Et à entendre les deux amis Gabriel et Ahmed, force est donc de constater que ce n’était que querelle, comme « querelle entre parents, fume et ne flambe pas », aurait pu dire Hachani s’il connaissait le dicton Malinké (Guinée en Afrique) autant que les chansons de Brel.
– Le cadeau empoisonné de la réconciliation ?
Et c’est certainement en guise de cadeau du « printemps » évoqué par Hachani en citant Brel, que le jeune Attal, comme il tenait à le qualifier (Une pique ?), que le 1er ministre de l’ancien colonisateur a notamment annoncé la mobilisation de « Cap Francexport », dispositif de réassurance publique à l’export mis en œuvre par Bpifrance, afin de soutenir l’exportation de céréales françaises vers la Tunisie.
Une mesure, que le 1er ministre français avait auparavant, et dans le même discours, bien expliquée par un souci purement interne. « Dans ce contexte, et alors que mon gouvernement fait tout pour aider nos agriculteurs, y compris à identifier des débouchés, je veux que nous puissions avancer sur les sujets de souveraineté alimentaire, on en a parlé pendant notre entretien », disait en effet Attal. Un cadeau de réconciliation donc, où le 1er ministre français appliquerait presque le proverbe français qui dit que « Charité bien ordonnée commence par soi-même ».

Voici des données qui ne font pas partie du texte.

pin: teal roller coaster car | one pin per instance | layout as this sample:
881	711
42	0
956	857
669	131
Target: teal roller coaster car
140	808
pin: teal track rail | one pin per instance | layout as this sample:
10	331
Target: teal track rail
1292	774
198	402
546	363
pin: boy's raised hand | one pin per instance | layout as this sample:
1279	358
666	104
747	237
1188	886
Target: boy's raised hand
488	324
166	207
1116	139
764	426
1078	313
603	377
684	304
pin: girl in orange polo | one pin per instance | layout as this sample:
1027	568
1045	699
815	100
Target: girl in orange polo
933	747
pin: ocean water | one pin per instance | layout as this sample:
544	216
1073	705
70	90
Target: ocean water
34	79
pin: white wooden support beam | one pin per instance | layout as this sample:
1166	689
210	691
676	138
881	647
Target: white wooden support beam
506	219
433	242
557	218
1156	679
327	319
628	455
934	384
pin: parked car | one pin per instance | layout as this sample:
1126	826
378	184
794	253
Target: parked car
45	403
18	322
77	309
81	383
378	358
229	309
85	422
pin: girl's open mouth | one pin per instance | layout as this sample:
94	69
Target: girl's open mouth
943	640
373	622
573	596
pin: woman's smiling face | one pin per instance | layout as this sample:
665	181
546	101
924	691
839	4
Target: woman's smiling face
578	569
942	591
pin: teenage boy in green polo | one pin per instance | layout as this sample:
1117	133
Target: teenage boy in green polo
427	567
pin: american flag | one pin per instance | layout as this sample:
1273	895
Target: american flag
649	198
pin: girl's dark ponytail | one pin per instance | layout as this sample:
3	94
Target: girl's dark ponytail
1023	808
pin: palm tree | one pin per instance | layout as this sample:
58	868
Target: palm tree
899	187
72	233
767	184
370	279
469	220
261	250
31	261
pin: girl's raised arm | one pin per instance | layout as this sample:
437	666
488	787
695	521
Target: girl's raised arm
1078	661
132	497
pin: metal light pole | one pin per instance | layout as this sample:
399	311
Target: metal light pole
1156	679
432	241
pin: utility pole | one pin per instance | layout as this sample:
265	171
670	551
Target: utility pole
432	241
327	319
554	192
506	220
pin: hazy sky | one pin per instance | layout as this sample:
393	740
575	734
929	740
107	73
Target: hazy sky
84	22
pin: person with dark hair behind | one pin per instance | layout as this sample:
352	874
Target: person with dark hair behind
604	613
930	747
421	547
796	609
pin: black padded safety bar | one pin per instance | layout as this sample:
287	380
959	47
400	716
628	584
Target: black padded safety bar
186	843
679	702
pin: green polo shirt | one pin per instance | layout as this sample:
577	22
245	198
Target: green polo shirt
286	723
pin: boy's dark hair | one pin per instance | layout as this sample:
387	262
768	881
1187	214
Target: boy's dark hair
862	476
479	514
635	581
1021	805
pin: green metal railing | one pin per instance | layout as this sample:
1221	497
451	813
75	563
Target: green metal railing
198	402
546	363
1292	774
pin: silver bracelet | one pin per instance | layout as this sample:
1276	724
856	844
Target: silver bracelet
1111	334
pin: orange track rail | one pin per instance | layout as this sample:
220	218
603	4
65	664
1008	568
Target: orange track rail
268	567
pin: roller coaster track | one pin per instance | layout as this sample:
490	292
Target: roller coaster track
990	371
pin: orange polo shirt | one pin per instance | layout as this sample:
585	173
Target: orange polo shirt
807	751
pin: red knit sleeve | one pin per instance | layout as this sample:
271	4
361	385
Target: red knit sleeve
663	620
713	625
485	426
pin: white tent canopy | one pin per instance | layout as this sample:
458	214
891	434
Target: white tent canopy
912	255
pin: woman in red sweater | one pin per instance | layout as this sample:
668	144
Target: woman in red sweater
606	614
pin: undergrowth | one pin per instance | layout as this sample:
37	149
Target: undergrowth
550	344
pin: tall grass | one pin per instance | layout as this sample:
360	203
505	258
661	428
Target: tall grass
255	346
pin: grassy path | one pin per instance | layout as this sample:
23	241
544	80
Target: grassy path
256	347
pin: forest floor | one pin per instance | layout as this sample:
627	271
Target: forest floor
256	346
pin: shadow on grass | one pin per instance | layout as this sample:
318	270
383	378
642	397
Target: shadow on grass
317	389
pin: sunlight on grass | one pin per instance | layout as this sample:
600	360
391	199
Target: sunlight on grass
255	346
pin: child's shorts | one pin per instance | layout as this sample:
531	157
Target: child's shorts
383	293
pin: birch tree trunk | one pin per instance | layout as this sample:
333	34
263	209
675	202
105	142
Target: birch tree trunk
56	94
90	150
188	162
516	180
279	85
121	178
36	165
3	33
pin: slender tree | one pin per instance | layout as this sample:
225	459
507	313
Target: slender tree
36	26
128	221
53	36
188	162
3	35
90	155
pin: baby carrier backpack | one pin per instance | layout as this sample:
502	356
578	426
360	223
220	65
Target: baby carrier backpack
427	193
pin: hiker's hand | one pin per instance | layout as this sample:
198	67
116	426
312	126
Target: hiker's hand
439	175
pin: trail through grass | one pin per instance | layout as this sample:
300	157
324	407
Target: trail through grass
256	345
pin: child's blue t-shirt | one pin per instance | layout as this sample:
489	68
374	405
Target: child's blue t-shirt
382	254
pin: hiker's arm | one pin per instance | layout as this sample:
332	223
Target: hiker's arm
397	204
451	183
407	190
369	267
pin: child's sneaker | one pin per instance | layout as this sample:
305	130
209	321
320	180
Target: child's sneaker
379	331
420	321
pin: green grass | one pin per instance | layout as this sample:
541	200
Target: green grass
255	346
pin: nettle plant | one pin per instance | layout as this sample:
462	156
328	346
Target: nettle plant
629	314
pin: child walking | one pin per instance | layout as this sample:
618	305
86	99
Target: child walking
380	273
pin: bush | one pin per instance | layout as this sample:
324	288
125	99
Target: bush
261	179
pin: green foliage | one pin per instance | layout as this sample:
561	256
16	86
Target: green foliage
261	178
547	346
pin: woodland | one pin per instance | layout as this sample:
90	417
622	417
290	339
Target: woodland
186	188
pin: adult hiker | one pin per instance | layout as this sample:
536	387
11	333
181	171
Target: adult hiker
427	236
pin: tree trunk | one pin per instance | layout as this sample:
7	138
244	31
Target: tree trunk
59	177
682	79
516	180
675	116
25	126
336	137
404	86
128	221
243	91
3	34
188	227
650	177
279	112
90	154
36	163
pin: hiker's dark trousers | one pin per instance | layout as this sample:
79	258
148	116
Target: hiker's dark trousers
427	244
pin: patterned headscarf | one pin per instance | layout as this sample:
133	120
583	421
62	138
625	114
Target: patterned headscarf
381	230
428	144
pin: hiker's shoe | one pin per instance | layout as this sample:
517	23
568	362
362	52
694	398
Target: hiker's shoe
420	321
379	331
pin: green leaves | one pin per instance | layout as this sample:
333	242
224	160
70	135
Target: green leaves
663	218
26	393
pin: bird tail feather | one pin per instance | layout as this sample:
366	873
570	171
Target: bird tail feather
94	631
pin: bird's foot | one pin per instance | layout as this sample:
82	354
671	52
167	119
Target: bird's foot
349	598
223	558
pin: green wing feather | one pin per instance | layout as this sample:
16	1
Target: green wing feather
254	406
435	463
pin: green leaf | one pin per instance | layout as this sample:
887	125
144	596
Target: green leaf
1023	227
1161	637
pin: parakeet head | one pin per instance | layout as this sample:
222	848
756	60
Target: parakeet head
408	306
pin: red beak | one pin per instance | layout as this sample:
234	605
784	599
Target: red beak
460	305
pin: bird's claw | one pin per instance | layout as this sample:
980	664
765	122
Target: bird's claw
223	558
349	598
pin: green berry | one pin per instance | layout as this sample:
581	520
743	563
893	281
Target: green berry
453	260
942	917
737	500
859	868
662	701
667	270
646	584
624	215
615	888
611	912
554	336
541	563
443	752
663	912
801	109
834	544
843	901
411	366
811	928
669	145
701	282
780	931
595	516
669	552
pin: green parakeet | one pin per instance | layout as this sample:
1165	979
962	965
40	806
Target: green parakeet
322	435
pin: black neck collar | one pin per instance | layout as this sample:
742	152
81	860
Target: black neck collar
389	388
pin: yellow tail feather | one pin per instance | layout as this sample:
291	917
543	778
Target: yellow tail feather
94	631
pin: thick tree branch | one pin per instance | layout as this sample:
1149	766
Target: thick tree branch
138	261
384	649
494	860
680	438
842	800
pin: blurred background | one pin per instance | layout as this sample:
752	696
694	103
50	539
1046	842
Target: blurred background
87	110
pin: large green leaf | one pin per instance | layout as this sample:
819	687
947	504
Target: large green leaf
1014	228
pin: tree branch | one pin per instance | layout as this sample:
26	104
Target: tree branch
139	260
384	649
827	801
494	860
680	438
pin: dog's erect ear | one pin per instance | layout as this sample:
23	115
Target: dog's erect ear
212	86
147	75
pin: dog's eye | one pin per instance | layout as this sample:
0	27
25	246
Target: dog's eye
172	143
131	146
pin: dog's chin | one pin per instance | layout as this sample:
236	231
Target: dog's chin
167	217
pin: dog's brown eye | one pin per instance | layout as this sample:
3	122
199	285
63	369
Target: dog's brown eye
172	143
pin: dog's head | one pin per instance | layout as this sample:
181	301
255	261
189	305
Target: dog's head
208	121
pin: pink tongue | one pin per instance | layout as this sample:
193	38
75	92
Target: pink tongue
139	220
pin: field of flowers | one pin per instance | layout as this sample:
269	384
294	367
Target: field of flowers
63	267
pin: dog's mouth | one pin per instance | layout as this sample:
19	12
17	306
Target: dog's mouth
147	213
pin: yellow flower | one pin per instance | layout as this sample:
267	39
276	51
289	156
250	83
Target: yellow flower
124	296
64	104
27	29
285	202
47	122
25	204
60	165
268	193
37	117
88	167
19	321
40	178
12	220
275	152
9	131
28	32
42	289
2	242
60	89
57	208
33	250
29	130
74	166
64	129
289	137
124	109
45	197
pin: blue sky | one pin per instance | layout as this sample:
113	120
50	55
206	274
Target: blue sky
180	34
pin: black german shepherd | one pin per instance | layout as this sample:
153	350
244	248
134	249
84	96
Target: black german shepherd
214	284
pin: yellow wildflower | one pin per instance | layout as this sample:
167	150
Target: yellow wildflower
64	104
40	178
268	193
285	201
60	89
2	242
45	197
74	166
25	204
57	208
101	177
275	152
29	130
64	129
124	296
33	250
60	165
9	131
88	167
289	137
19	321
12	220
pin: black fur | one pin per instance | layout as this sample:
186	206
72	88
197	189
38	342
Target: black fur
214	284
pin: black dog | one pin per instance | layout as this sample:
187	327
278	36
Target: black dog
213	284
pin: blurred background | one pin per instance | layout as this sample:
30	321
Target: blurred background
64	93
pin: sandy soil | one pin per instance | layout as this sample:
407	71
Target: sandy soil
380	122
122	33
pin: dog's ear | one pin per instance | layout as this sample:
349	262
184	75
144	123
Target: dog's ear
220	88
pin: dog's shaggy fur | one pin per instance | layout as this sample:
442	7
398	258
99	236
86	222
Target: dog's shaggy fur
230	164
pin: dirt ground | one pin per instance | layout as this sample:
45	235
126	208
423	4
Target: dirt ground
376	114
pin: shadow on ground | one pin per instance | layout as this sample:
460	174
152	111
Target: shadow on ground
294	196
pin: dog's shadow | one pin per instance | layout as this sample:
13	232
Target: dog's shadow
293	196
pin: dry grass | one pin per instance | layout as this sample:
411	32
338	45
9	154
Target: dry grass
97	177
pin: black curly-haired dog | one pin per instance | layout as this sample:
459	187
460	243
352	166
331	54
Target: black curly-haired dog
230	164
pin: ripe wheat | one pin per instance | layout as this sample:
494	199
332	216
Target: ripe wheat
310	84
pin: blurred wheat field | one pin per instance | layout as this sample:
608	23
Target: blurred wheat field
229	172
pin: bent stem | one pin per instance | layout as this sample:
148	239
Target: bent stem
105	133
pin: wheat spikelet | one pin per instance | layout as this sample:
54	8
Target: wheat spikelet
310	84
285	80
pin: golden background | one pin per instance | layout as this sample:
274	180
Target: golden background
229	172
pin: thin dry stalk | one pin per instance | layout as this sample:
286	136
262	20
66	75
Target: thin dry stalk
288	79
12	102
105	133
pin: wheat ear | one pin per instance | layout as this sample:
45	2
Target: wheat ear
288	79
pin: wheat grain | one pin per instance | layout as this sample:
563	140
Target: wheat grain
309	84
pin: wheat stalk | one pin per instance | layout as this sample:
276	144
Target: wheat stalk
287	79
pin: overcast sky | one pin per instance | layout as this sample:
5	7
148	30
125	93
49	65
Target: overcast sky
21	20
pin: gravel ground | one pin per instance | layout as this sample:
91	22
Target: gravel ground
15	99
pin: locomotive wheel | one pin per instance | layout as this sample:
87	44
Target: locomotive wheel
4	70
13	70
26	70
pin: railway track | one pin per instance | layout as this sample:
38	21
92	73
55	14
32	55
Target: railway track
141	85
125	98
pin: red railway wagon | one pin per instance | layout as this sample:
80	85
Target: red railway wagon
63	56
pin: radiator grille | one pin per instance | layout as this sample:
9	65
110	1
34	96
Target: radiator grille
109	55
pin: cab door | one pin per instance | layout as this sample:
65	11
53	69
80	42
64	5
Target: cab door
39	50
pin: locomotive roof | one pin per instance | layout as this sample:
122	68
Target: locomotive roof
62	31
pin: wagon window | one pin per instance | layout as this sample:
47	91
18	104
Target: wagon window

Par les quantités de blé français que recevrait la Tunisie, qui ne seraient pas données en don à bien lire l’annonce d’Attal, le 1er ministre français offrait tout simplement un débouché aux agriculteurs français, et les aidait même en faisant garantir le paiement de ces exportations de blé français vers la Tunisie par l’opérateur public français Francexport, au cas où la Tunisie, en difficultés financières, ne pourrait pas payer !
Et c’en était ainsi Noël qui ne finissait pas pour les céréaliculteurs français, et un cadeau du Ramadan que la Tunisie aurait dû refuser, comme l’avait fait le chef de tout l’Etat pour les miettes du MoU de juillet 2023, et qui froissaient presque la dignité d’une Tunisie fière de sa souveraineté.
Et comme le train qui peut en cacher un autre, ou comme le cadeau empoisonné enveloppé de bonnes intentions, le 1er ministre de la France européenne, Attal s’est empressé de conseiller son hôte à déjeuner, « la mise en œuvre du MoU de juillet 2023, conclu entre la Tunisie et l’Union Européenne, visant à renforcer la coopération économique migratoire » à propos du contrôle du flux migratoire subsaharien au départ de la Tunisie vers l’Italie notamment, pourtant refusé par la Tunisie et même par une partie de l’Union Européenne.